Kur’an ve hadis ışığında Müslümanların özellikleri
Dünya, bir imtihan yurdudur. İslam'ın iki temel kaynağı olan Kur'an-ı Kerim ve Peygamber Efendimizin hadislerinde, müminlerin hidayete ermesi için yol gösterilir. İnananlara düşen görev ise attığı her adımda Rabbini düşünerek hareket etmesidir. Ancak böyle kulluk şuuru kazanılır. Peki, bir müminin özellikleri nelerdir? Kur'an-ı Kerim'den ayetler ve Peygamberimizden hadis-i şeriflerle müminlerin olmazsa olmazlarını daha detaylı inceleyelim.
💠 Allah'a, Hz.

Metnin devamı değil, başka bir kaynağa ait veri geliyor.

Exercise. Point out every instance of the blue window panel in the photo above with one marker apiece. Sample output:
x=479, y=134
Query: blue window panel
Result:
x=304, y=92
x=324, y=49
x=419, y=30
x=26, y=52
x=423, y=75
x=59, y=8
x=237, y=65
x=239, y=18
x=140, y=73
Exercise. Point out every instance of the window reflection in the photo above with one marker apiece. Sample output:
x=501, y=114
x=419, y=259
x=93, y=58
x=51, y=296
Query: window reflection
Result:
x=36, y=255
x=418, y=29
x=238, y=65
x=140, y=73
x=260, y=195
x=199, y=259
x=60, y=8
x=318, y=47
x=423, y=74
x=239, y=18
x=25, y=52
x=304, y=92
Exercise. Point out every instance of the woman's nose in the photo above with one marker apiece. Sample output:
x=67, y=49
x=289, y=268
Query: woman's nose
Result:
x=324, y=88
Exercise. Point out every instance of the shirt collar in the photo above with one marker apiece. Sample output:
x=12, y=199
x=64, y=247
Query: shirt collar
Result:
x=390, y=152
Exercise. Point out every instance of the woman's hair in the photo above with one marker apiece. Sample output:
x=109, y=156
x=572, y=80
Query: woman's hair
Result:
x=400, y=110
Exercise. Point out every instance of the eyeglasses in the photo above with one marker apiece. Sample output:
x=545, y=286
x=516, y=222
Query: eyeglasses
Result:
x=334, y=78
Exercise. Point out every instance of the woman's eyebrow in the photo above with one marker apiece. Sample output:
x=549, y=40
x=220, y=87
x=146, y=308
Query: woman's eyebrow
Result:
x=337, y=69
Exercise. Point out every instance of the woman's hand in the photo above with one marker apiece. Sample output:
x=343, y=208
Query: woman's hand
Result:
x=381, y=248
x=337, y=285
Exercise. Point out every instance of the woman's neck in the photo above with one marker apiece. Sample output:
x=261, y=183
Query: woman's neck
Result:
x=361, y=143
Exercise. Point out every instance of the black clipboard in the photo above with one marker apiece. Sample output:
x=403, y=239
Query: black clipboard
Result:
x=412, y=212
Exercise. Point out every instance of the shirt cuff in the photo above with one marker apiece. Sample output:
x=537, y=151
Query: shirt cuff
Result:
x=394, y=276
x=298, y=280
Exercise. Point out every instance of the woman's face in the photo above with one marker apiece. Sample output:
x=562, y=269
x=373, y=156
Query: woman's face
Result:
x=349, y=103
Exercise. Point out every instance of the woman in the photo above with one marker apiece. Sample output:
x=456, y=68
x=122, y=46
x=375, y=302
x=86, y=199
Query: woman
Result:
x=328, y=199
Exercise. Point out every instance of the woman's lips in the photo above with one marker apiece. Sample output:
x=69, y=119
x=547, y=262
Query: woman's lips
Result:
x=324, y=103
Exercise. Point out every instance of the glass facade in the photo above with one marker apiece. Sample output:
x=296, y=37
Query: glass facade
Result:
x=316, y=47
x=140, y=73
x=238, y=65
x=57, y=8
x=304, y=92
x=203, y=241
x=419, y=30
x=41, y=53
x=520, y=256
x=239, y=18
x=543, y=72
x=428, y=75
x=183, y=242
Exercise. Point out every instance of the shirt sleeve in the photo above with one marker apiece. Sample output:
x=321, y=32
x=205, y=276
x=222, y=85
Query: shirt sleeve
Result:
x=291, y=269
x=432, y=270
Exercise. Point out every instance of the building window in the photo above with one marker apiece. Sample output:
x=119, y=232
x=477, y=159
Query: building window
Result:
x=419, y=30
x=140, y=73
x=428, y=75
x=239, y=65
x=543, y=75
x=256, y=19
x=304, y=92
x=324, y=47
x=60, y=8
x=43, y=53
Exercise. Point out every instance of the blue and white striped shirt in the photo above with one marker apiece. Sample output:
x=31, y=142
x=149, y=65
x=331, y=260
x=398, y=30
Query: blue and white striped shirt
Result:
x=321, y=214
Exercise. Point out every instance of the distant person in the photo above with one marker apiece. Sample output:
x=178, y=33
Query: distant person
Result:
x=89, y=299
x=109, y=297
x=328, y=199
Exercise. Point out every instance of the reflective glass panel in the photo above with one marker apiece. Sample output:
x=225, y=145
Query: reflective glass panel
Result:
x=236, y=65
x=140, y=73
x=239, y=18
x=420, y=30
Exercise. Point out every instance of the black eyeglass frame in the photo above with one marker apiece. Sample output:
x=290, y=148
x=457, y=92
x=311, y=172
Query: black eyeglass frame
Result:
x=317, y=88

Muhammed'e (sav) ve O'nun haber verdiği şeylere yürekten inanıp, kabul ve tasdik eden kimseye mümin denir.
➡ Kur'an-ı Kerim'de müminlerin ahirette cennete gireceği, orada pek çok nimetlere kavuşacakları bildirilir. Günahları olanlar suçları ölçüsünde cezalandırılsalar da sonunda cennete konulacaklardır.
💠 İslam'ın iki temel kaynağı Kur'an-ı Kerim ve Peygamber Efendimizin hadislerinde ideal müminin nasıl olması gerektiği belirtilir.
➡ Peygamber Efendimizin tüm hayatı, Kur'an-ı Kerim'de öngörülen salih müminin özelliklerini yansıtır. Nitekim Hz. Aişe (ra) "Peygamberin ahlâkı (yaşayışı), Kur'an'dan ibaretti" buyurmuştur. (Ahmed b. Hanbel, Müsned V, 163)
➡ Bundan dolayı da insanlar, İslam'ın öngördüğü gibi bir mümin olmak için Resulullah'ın hayatına bakmalıdır.
💠 Hz. Peygamber (sav) davranışlarının yanı sıra hadisleriyle de bir Müslüman'ın nasıl olması gerektiğini bildirmiştir. Hz. Ömer'den rivayet edildiğine göre Resulullah (sav) şöyle buyurmuştur: "Bana on ayet indi. O ayetlerle amel eden cennete girer" ve Mü'minûn suresinin bu on ayetini okudu: "Gerçekten müminler kurtuluşa ermiştir. Onlar ki, namazlarında huşu içindedirler. Onlar ki, boş ve yararsız şeylerden yüz çevirirler. Onlar ki, zekâtı verirler. Onlar ki, iffetlerini korurlar. Ancak eşleri ve ellerinin sahip olduğu hariç. (Bunlarla ilişkilerinden dolayı) kınanmış değillerdir. Kim bunun ötesine gitmek isterse, işte bunlar, haddi aşan kimselerdir. Onlar ki, emanetlerine ve ahidlerine riayet ederler. Ve onlar ki, namazlarını muhafaza ederler. İşte asıl bunlar varis olacaklardır. (Evet) Firdevs (cennetin)'e varis olan bu kimseler orada ebedi kalıcıdırlar." (Tirmizî, Kitabu Tefsiri'l-Kur'an, 24)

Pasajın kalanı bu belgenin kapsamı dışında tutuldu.